Catedral de Emoções – crônicas

Autor: Carlos Gaspar

Antes que o acaso levasse Proust a tirar de uma taça de chá toda a sua Combray, a memória voluntária do autor de Em busca do tampo perdido oferecia-lhe apenas esparsas lembranças de um passado quase morto. Afinal, num dia de inverno, a mãe vendo que o filho tinha frio; ofereceu-lhe chá e deu-o com um bolinho chamado madelaine.

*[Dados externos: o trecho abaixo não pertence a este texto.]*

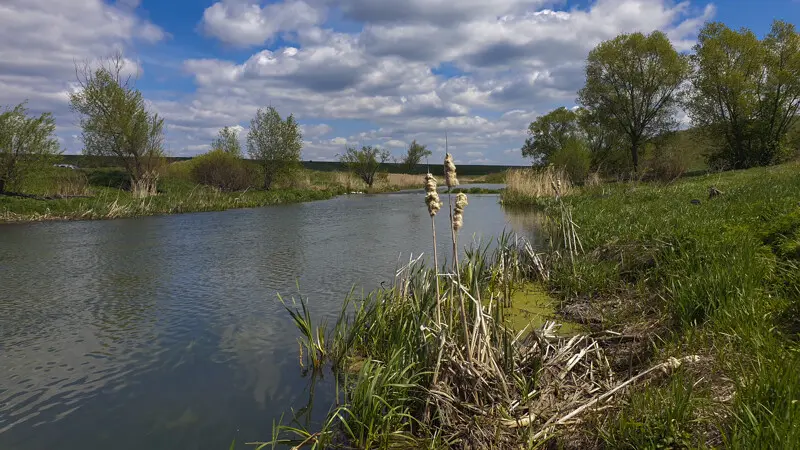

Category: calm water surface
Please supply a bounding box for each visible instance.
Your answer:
[0,188,535,450]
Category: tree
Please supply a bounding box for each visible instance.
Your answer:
[687,21,800,169]
[401,140,433,173]
[578,31,690,170]
[211,127,242,158]
[247,106,303,189]
[339,145,389,187]
[70,54,164,197]
[522,106,580,164]
[0,103,60,194]
[575,107,630,173]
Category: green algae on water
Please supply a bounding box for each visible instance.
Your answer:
[505,283,583,335]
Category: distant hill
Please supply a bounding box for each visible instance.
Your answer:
[63,155,521,176]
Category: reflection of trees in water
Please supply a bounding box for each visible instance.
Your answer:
[503,206,547,248]
[211,318,286,410]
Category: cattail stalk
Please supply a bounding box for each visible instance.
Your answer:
[425,173,442,325]
[444,153,472,363]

É o próprio escritor quem descreve: ”… no mesmo instante em que aquele gole, de envolta com migalhas de bolo, tocou meu paladar, estremeci, atento ao que se passava de extraordinário em mim (…) qualquer coisa que teriam desancorado a uma grande profundeza; não sei, aquilo sobe lentamente, sinto a resistência e ouço o rumor das distâncias atravessadas” . Proust pergunta, ansioso, se essa recordação chegará a superfície de sua clara consciência. Ela chega e ele a descreve assim: “De súbito a lembrança me apareceu. Aquele gosto era o pedaço de made- laine que nos domingos de manhã em Combray (…) minha tia Leôncia me oferecia depois de o ter mergulhado no seu chá da índia ou de tília”. Assim, logo que Proust reconheceu no gosto do bolo, molhado no chá que a mãe lhe dera, o mesmo gosto do bolo no chá da tia Leôncia, eis que a casa cinzenta, toda ela, e, com a casa, a cidade, desde a manhã ã noite, todas as flores, a boa gente da aldeia e suas moradias, a igreja de Combray e seus arredores, tudo que, segundo o romancista, tomou forma e solidez, forjando sua extraordinária obra, saiu – ele mesmo o disse – daquela taça de chá.